Games at Olympia

 

Georgia showing us Olympia, May 2023.

The sun doesn’t always shine in Greece. Yesterday there were a few showers when we were at Olympia.

I don’t think you want to read a disquisition about the site and museum any more than I want to write it. So my plan is to pass on some of the things Georgia told us that I found of interest. The games were initiated around 750 BC when the constant wars between Athenians, Spartans and the rest was becoming a problem. Two kings went to the oracle at Delphi and were advised that friendly athletic competition under a truce would bring the Panhellenic world together. Hitherto the games at Olympia had been strictly a local derby.

The games were conducted over just five days but the truce was for some three months. Six weeks before the games, held in July or August dependent on the moon, heralds (in groups of three) were sent to all the Greeks living around the Mediterranean declaring the truce and announcing the date of the games. The ethos of the games was to encourage competition but in a state of grace. There were temples and sacrifices and a side show of philosophers teaching and talking. The events were only open to men, although later women were allowed one day of races, and the men competed kit off. The most important event was a foot-race run over 192 metres, the length of the stadium. The winners were immortalised in bronze statues and gained much respect. The also rans didn’t count and were ignored.
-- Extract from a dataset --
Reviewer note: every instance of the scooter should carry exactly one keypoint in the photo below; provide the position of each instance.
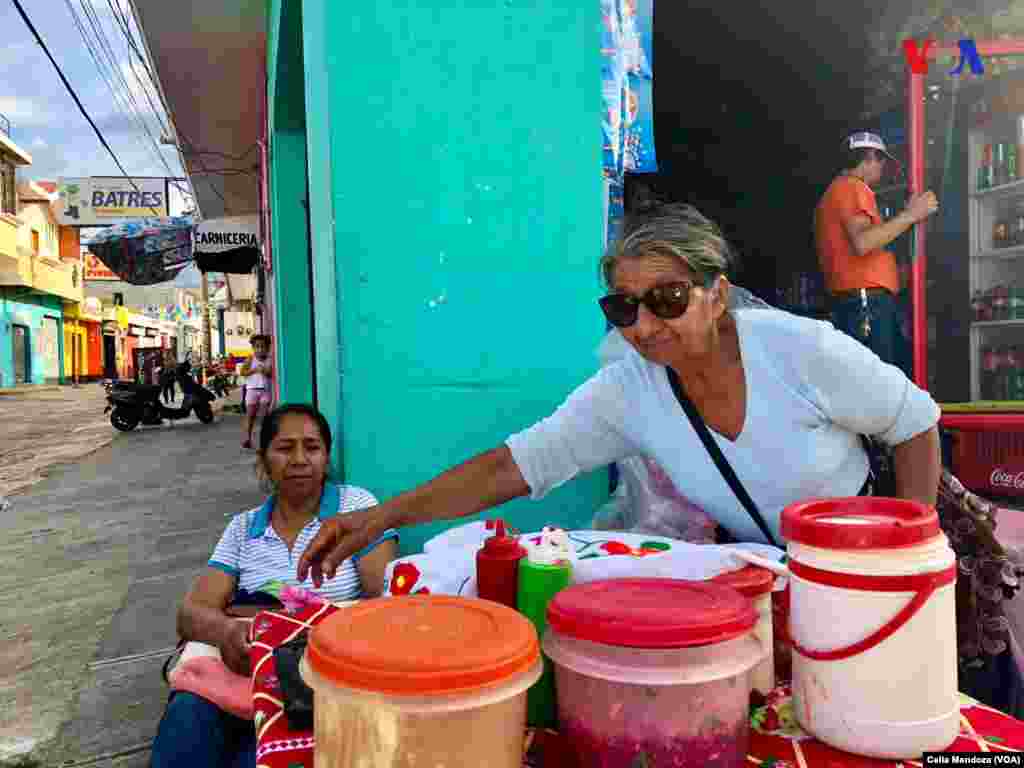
(130, 404)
The games were to be played fairly but as still happens there was some rigging and, if discovered, the miscreants were also depicted in bronze as a mark of shame and their cities banned from participating for the next two games, held as now every four years.

The museum, adjacent to the site, is remarkable in many respects but I have exceeded 300 words and will keep it short.

Bronze Cauldron, May 2023.

Bronze Female Winged Figure, May 2023.

The Nike of Paeonios, May 2023.

Hermes of Praxiteles (340 – 330 BC), May 2023.

“Found during excavations at the temple of Hera in 1877. The messenger of the gods, charged by Zeus to take the infant Dionysos to the Nymphs, who were to nurse him, rests on the way having thrown his cloak over a tree trunk. In his raised right arm he was probably holding a bunch of grapes, a symbol associated with the future god of wine. Dionysos reaches out for it.

The sculptor brought out the beauty of the figure by expressing the Olympian serenity of the god’s face and the harmony of his body. The highly polished surface adds to the graceful and soft characteristics of the art of Praxiteles.” (Archaeological Museum of Olympia)

There are some who are less enthusiastic. The sculptor Aristide Maillol opined, “It’s kitsch, it’s frightful, it’s sculpted in Marseille soap”.

The games were instrumental in bringing peace and unity to the Panhellenic world enabling the Greeks to defend themselves with mixed results against the Persians.